The prize givers and African leaders attending today's awards ceremony, including Malian president Dioncounda Traore, say Hollande deserves UNESCO's Felix Houphouet-Boigny prize precisely because they say the Mali intervention is about long-term peace for a volatile region.
But continued violence in northern Mali, terrorist attacks in neighbouring Niger and the extremists' flight to troubled Libya underline the challenges of making that work.
Before the French military intervention in January, northern Mali was overrun by a trio of al-Qaeda-linked groups who threatened to move on the capital.
Paris has pledged to quickly pull out its troops from Mali, but the French military presence in the country will last for years, admitted the Malian Foreign Minister Tieman Coulibaly. "We cannot fear the French presence... On the contrary, the French army helped us out of tight spot," he told The Associated Press yesterday.

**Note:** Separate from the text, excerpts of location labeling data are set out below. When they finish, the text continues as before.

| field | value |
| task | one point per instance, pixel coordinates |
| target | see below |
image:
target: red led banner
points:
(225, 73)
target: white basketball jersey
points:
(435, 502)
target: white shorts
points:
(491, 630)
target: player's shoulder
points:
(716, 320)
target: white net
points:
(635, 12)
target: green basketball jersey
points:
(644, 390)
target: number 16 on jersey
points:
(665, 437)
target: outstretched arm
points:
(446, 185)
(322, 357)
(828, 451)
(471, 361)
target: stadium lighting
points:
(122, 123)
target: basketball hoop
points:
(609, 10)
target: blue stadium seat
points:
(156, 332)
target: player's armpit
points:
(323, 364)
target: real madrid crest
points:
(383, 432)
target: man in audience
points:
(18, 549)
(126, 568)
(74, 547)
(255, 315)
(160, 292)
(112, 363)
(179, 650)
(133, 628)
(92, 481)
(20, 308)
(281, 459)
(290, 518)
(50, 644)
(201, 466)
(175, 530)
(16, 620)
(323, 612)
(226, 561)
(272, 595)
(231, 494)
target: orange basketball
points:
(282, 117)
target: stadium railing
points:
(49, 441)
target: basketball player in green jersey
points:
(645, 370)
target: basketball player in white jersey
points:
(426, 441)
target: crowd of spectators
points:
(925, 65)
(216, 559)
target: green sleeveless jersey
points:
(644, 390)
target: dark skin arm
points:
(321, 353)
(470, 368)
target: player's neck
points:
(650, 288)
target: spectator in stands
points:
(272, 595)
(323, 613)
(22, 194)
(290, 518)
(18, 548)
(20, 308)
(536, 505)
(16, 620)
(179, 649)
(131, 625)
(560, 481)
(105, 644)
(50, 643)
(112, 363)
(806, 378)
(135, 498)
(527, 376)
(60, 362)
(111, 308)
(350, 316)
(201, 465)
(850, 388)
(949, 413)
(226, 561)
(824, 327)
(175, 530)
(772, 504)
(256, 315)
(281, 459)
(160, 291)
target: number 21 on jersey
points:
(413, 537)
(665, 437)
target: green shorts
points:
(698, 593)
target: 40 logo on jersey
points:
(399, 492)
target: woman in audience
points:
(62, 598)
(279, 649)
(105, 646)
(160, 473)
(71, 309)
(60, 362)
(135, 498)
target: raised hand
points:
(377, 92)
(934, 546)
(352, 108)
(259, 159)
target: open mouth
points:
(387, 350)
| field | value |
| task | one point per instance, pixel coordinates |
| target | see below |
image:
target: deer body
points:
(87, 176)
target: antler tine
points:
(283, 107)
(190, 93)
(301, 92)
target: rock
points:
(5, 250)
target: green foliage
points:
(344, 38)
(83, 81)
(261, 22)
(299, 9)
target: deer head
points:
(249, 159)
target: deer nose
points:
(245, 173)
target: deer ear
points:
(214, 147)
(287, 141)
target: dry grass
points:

Hollande has promised to put an end to "Francafrique", a term used to describe the political, economic, and military relationship between France and its former African colonies, that Paris long used to insure its sphere of influence on the continent.
During his first trip in Africa as a president last October, he said in Dakar that he wanted "to write a new chapter" in the relationship. Hollande said he intended to break with the policies of his predecessor Nicolas Sarkozy, who said in a controversial speech in Dakar in 2007 that African man "has not fully entered history (...) never really launched himself into the future.